So. Fla. teachers prepare to vote for new administration
MIAMI (WSVN) -- Many South Florida teachers said they're getting a lesson in frustration when it comes to everything from their health benefits to their salaries. Tuesday, they're voting for a change.
Teacher and single parent Larcenia Dixon had to make a difficult decision. She faces a $250 increase in monthly health insurance cost. "I never expected at this point in life," said Dixon, "to give up health insurance in order to buy groceries and feed my family."
It's a decision many teachers said many colleagues have faced. Some of them are now supporting so-called outsiders for elected positions for the United Teacher's of Dade, the union representing Dade County Public School teachers. "They've had eight years," said Ceresta Smith, "to try and produce for the teachers and support staff from this district and for eight years they have failed us."
Critical of candidates who currently hold high level positions with the union, Ceresta Smith said the insider candidates have done little to help teachers and support staff. "We need to see take-home pay increases," said Smith, "we also need to see a reduction in healthcare cost."
Insiders said it's easier said than done, noting that outsiders factors affect take-home pay. "The raise in taxes has nothing to do with this union," said Insider VP Candidate, Sandy Simon. "It's got to do with the federal government."
Simon added that healthcare costs are high because the district is self-ensured. "Everybody screams, 'We wanna have a choice, we wanna have a choice,' the district's not gonna give us a choice."
The Tuesday election has polarized public school teachers.
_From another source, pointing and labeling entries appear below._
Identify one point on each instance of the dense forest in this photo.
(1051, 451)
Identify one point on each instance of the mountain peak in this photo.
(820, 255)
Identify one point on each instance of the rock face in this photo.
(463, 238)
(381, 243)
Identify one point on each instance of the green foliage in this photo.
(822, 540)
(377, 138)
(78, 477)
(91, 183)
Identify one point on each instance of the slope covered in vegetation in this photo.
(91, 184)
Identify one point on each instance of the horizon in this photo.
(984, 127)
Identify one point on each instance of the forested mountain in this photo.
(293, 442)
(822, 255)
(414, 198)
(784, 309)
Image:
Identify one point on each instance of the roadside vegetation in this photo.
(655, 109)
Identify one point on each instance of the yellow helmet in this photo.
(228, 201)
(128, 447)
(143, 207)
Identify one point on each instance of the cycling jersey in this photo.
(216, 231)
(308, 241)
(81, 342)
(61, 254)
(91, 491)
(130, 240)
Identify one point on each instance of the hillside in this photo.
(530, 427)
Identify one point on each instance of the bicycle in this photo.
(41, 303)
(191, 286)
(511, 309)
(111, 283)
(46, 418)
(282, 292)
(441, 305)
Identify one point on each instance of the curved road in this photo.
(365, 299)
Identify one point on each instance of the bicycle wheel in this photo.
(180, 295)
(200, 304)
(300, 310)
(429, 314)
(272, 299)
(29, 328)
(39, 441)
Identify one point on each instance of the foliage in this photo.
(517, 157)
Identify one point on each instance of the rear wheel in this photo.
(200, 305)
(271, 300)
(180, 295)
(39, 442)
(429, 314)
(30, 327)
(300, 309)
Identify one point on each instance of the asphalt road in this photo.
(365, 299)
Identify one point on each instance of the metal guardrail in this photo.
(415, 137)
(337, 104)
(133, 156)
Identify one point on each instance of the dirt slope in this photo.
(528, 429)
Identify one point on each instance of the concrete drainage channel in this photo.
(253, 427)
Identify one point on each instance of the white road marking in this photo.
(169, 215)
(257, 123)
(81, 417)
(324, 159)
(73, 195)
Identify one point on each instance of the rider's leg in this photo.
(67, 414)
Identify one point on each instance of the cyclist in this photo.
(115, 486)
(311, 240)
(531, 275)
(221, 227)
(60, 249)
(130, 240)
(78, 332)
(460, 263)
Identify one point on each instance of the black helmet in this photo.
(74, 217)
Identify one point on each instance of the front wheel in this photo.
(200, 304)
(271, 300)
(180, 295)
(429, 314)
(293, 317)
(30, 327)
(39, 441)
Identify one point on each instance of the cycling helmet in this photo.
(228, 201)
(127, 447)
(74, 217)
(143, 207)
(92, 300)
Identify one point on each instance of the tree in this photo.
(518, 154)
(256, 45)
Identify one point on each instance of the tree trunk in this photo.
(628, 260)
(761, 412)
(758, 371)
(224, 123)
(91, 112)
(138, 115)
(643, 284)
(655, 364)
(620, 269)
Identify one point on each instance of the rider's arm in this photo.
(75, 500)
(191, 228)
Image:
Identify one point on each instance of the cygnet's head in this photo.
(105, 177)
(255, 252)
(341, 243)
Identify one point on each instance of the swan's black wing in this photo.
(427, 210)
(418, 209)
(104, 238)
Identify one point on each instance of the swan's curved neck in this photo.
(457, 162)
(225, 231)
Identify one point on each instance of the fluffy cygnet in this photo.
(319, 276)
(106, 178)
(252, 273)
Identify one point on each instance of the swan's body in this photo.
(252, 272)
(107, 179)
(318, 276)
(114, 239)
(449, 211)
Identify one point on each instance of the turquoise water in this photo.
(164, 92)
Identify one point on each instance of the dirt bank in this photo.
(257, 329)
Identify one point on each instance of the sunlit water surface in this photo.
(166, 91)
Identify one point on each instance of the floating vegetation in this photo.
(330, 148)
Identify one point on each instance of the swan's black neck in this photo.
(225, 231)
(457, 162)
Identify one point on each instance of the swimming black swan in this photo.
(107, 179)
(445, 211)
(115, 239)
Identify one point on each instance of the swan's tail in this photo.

The only certainty is that there will be a new administration. The current president officially steps down later this year.
"It's about unity," said Insider Presidential Candidate, Fedrick Ingram, "and it's about a spirit of moving forward together. So I'm hoping that everyone, inside and outside can move together."
A new administration will be voted in Tuesday. Candidates will need to receive more than 50 percent of the votes. If that doesn't happen, a run off is scheduled for March.